As for the Bearmans, “Many years afterward, little Davis children, with their chums visited Aunt Millie, sitting on the veranda of her log house, her bonnet folded crosswise on her head. She would fill their flour sacks with apples, and give them a drink from the well in her long handled gourd. Such friends,” Hattie Bell writes. “The word segregation was unknown then.

“Aunt Liza was a friend to those little Davises, too.” She had no teeth and wooly hair white as cotton. “She claimed to be over 100, but she did not know it in years. Her answer always was, ‘I was a grown nigger when the stars fell.’ (Halley’s Comet, about 1836 or 1837).” Aunt Liza was strict. “She would brook no sass nor irreverence as she saw it. She had more children and grandchildren than she could name, and she helped give them fantastic names. She had a grandson named “Him ‘feet ‘mart ‘dood Putty chil’ Gwo-man Gwo-chil’. They called him ‘Dude.’ Aunt Liza’s daughter was named “Limestone Shoulderfield Alabama Beauty-Spot Imtemtation Touch-me-not Elizabetha Queen. They (we all) called her ‘Nigger’ and she liked it.”

There’s that word again. It’s not one I’d use outside of quotation marks, but I wouldn’t feel right pretending it wasn’t in common use 100 years ago.

Hattie Bell’s childhood sounds like a scene from a Disney movie about the Old South. “When the farmhands came in in the evening we waylayed Uncle Joe. ‘Tell us a tale about Mr. Turtle, Mr. Raccoon, or the terrapin.’ All the time children were climbing on Uncle Joe’s knees. Our prime favorite we always saved for last was ‘Brer Rabbit and the Tar Baby.’ ‘And what next, Uncle Joe?’ He always ended with, ‘I lef’ bout that time.’” I remember my Aunt Mame telling me the same story, generations later.
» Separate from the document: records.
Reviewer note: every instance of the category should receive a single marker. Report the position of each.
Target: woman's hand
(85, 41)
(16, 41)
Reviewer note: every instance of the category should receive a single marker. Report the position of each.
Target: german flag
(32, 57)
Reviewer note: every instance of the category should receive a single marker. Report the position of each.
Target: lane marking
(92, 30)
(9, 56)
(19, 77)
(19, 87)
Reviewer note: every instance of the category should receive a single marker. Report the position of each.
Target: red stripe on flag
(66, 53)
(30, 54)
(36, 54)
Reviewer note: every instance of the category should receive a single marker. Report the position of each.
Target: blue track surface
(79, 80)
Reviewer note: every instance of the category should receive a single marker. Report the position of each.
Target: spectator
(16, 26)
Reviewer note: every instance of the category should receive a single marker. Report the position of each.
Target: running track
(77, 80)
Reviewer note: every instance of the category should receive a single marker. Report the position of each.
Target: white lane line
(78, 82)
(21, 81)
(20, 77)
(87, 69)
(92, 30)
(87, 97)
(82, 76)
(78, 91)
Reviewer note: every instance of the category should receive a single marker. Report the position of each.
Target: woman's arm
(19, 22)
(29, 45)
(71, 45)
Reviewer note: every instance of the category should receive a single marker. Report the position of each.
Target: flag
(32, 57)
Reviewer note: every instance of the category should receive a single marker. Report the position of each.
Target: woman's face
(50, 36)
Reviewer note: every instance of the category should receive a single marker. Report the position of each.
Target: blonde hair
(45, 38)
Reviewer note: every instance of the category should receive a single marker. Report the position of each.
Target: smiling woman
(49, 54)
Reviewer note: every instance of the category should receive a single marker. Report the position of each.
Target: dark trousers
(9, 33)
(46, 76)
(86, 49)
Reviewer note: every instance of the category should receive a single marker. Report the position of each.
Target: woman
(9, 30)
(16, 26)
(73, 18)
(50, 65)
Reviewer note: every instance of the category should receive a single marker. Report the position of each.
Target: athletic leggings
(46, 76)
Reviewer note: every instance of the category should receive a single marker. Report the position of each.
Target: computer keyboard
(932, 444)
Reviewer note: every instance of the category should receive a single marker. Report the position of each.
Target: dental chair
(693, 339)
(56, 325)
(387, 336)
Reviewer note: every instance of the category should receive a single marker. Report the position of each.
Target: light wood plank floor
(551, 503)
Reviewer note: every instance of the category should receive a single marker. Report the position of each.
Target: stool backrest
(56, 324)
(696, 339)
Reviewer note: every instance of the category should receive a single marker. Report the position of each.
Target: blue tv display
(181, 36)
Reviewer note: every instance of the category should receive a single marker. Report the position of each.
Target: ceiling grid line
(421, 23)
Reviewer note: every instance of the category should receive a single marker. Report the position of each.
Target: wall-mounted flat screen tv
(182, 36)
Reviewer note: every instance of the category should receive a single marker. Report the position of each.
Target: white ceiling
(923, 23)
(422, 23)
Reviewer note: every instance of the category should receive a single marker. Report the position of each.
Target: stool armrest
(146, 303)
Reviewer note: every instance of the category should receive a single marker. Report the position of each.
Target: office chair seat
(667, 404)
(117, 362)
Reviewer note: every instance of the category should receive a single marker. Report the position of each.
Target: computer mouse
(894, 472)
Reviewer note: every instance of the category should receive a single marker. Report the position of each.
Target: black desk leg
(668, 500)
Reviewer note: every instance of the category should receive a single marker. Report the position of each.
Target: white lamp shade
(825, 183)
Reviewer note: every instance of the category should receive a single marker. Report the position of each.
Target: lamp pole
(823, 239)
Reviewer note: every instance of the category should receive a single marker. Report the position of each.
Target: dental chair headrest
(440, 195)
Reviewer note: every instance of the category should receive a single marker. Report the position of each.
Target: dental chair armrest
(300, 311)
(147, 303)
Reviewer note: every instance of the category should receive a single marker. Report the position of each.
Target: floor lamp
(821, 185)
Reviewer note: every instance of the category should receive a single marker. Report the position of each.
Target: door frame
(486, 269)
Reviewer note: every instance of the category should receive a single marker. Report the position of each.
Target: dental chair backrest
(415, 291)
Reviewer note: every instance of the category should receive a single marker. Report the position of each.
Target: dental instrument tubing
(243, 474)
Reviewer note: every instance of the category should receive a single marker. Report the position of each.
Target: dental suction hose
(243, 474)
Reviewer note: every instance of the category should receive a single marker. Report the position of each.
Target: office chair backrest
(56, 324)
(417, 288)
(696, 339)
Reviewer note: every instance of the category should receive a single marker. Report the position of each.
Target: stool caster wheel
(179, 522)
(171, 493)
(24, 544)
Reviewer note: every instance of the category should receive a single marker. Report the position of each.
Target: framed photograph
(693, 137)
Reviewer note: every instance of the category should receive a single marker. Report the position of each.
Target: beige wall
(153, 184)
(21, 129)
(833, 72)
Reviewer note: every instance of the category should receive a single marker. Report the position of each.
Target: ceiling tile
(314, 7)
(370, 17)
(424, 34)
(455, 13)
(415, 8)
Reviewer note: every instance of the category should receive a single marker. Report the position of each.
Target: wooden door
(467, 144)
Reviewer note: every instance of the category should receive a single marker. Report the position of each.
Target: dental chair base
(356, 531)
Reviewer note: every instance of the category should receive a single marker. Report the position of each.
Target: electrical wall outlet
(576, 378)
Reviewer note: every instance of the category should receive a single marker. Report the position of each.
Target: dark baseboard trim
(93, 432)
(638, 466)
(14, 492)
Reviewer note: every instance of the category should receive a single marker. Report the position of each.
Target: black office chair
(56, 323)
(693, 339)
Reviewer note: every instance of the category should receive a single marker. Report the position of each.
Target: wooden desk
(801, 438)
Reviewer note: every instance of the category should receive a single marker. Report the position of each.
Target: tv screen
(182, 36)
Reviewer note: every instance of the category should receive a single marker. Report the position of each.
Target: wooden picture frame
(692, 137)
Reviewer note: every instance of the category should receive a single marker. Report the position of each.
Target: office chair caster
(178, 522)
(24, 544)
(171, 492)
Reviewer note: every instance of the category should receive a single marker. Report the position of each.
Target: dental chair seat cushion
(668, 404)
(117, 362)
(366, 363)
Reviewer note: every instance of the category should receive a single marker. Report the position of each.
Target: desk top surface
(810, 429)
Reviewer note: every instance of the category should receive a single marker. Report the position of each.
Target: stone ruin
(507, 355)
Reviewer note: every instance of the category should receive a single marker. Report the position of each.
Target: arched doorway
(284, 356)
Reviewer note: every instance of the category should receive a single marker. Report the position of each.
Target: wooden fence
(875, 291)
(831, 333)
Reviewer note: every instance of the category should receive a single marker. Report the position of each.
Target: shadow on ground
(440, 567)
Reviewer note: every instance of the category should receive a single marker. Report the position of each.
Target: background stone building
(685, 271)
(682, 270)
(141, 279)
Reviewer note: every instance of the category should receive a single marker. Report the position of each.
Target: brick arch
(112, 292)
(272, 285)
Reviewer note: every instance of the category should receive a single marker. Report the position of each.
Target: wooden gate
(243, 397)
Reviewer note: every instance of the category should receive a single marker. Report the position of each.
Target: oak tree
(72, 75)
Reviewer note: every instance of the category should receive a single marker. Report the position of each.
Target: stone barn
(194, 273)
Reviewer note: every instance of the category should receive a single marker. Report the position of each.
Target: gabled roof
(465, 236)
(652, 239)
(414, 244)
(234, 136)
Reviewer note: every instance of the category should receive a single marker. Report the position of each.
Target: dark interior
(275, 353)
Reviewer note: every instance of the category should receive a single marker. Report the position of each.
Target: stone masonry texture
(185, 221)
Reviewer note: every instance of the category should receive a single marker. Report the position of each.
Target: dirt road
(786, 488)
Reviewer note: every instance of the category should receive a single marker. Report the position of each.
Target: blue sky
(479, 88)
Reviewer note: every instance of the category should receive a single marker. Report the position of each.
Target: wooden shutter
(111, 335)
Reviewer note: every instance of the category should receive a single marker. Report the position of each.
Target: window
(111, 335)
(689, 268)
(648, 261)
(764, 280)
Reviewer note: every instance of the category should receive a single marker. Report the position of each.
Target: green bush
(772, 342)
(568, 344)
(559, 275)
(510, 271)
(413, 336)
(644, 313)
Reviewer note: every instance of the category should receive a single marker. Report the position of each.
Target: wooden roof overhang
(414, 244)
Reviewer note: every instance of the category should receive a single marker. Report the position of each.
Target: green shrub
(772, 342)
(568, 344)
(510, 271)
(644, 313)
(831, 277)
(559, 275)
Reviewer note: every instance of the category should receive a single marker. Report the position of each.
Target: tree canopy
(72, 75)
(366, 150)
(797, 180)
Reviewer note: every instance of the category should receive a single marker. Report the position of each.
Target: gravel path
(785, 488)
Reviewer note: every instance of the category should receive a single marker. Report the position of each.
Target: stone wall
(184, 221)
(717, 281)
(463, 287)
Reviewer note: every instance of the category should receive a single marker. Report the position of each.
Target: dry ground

Hattie Bell remembers “Aunt Lou,” born two years before emancipation, who often stopped by after breakfast, hoping there was still coffee in the pot. She remembers Queen, who was her “first friend” when she married and moved to Mississippi. Queen did laundry and other chores for Hattie, more for barter than cash, especially during the Depression. Hattie made clothes for Queen. Hattie made a frilly pink dress for Lougenia, Queen’s daughter, but Lougenia took sick and died before she could wear it. Queen came to Hattie for a white dress to bury her in, declaring she wouldn’t let Lougenia “rise in pink.”
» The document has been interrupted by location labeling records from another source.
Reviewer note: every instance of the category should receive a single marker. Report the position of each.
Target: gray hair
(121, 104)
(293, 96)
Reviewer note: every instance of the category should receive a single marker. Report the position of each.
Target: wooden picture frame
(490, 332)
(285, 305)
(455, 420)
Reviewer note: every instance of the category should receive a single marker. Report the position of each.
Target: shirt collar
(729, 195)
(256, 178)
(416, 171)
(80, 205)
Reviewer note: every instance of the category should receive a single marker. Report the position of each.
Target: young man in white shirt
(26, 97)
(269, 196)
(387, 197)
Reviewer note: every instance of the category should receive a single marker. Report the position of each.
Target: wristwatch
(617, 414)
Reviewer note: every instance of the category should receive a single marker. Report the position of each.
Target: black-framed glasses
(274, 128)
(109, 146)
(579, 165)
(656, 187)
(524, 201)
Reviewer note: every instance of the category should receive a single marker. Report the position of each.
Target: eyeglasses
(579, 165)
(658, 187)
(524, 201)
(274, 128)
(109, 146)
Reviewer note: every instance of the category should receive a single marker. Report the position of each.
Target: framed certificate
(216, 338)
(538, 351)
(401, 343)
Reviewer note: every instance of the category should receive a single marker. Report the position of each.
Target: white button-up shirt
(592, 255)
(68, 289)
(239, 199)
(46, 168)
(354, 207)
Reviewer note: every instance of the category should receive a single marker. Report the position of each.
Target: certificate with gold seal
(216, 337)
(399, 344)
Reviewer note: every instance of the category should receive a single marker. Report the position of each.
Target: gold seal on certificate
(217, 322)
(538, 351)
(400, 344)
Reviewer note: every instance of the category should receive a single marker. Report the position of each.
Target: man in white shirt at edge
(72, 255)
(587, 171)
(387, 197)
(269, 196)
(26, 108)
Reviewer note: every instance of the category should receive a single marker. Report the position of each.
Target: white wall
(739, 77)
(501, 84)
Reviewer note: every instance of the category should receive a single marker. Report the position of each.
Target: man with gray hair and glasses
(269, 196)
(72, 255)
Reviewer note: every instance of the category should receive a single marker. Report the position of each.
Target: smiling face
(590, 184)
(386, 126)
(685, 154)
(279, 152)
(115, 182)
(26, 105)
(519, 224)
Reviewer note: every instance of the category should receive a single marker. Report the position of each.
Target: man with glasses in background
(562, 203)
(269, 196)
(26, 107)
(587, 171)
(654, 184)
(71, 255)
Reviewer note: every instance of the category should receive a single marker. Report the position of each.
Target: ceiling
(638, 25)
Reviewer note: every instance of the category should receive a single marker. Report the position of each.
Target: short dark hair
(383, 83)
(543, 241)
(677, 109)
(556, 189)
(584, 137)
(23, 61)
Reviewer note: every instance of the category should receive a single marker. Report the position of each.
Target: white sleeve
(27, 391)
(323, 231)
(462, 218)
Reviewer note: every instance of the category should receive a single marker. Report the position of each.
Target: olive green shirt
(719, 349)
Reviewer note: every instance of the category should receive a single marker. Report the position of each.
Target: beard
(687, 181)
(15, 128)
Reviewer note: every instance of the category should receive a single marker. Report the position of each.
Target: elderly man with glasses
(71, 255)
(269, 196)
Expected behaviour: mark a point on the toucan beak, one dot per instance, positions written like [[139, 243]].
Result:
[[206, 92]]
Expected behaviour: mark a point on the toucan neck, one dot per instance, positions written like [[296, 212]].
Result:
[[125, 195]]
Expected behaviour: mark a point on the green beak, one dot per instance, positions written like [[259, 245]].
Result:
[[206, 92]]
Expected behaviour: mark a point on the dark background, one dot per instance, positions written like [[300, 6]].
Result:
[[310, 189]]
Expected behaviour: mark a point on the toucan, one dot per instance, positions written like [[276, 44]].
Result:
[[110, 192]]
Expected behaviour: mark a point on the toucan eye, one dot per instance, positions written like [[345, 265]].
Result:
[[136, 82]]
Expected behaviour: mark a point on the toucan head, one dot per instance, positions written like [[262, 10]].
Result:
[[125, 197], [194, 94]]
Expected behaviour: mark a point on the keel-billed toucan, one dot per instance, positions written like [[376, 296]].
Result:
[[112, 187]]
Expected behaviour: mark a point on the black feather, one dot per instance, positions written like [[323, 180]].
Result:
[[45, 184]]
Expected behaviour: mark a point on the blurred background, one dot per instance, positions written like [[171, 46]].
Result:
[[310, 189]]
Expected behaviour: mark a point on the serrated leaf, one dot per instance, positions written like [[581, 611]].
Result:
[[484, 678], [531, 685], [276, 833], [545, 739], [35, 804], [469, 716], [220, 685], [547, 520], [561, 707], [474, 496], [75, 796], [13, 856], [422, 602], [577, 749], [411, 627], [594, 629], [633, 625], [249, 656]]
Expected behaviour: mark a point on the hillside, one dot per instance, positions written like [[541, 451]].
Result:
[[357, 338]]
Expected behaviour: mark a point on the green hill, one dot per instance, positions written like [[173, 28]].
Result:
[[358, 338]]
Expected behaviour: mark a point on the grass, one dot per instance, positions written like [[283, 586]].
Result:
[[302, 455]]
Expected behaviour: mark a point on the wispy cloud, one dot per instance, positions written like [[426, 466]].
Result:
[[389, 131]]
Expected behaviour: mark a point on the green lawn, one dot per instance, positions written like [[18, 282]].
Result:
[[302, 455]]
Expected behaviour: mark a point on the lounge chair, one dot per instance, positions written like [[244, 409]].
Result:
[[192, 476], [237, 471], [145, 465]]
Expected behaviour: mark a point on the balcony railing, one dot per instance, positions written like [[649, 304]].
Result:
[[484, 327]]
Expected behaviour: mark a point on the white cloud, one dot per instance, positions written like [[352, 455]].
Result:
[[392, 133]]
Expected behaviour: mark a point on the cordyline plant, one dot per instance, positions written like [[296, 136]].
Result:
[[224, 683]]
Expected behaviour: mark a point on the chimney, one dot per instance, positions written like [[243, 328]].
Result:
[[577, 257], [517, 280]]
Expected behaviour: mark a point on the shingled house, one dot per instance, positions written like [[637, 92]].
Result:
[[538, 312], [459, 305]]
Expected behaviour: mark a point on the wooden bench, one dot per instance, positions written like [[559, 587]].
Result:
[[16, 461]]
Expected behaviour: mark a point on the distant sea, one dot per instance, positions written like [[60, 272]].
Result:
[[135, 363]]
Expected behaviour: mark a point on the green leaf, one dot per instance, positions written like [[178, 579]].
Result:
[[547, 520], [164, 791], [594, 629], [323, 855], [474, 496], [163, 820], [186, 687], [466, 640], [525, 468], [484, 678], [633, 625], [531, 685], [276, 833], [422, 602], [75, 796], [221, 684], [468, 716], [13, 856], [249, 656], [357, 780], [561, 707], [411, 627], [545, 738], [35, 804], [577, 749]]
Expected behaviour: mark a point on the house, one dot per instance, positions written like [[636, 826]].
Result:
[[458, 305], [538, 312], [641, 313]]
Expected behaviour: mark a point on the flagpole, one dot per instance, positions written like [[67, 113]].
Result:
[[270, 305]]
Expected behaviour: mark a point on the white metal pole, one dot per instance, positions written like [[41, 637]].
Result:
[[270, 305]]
Hattie Bell and her husband, Bob, had a hired hand whose name was Arthur Lee but everyone called him Foot. Bob said Foot was “the best hand, most profitable hand he ever had, in spite of his ways. Foot did not know how old he was, couldn’t read or write.” Bob paid Foot in cash each Saturday noon and Foot headed to town. “The Saturday night things were not good for Foot,” Hattie writes. “I told Bob if he would not advance him that money there could be no shooting craps and tea, and then the trip to jail to pay him out the next day. Foot would come home that day and sober. Bob said ‘now, now. You must leave that to me. His little Saturday night spree is his outlet. Foot will be fine come Monday morning.”

“The love of whites and blacks is based on an honest mutual understanding,” She writes. I don’t know about that. I wish I had the memoirs of Foot and Queen for comparison.
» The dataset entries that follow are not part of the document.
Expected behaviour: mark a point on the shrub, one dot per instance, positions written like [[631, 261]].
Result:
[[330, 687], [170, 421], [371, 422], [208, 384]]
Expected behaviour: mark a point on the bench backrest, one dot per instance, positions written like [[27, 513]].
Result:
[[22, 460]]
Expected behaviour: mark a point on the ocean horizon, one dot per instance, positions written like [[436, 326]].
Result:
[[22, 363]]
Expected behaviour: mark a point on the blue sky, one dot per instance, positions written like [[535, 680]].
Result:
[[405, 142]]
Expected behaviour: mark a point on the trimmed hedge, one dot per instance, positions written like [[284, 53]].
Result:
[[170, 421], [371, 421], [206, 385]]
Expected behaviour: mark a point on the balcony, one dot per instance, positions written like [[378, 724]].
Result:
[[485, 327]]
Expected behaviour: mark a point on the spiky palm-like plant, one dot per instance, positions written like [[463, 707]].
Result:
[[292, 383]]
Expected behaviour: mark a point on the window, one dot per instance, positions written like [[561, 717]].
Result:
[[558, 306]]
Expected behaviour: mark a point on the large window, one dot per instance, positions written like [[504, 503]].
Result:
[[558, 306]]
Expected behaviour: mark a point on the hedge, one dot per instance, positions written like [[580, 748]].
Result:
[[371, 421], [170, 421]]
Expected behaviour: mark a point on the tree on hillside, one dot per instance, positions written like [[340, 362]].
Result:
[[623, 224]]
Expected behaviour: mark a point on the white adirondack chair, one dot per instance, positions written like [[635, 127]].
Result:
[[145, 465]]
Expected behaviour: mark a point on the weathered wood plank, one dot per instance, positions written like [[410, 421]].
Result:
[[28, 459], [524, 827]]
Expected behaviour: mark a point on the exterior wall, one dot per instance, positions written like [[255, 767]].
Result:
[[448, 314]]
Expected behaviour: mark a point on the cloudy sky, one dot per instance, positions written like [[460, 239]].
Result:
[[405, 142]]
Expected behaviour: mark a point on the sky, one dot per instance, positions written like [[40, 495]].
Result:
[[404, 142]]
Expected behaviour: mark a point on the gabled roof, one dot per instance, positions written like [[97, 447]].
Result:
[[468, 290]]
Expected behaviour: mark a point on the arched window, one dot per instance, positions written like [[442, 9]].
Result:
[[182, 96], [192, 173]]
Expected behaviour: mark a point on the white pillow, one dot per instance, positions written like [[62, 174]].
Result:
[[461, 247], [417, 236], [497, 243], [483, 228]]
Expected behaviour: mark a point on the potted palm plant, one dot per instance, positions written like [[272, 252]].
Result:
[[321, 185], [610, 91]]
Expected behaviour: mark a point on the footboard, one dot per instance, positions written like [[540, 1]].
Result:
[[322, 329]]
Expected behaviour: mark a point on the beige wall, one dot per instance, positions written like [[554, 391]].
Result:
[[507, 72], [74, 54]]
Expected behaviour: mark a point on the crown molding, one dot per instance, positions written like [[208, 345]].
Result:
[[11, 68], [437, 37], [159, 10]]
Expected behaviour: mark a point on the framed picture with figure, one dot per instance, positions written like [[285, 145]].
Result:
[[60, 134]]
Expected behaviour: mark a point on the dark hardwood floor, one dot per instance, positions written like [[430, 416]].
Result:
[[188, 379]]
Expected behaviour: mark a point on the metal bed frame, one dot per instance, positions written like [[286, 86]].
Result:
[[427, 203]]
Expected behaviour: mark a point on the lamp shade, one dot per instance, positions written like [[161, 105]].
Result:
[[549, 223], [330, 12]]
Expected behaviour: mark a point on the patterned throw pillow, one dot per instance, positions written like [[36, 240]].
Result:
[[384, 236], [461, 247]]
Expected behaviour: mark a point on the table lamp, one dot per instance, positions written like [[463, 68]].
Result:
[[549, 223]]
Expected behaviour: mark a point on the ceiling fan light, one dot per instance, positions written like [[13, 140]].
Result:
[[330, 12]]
But I’m struck again by the intimacy that existed between black and whites back then, especially between children and their caregivers. “In those days most little white children in our circle of acquaintance had a ‘black mammy,’” Mame Davis (Mabel Boyd Davis Jr., born in 1915) writes in her memoir. “My mammy was Aunt Liney, and I loved her dearly.” After Queen died, Hattie Bell’s children loved Lula May and Lizzie, and she continued to make dresses for the children of her servants. She lists family members and the women who helped raise them. The children, she says, “were devoted to their family, but they always preferred black arms around them.”

“A special bond of love exists that no amount of racial disturbance can effect,” Hattie Bell writes. That special bond was real, no doubt, just as a farmer can feel a special bond with his cow, a child with her dog. They may even call it love, but that’s not the same as a bond between equals.

Aunt Hattie Bell Davis Jackson, 1930s.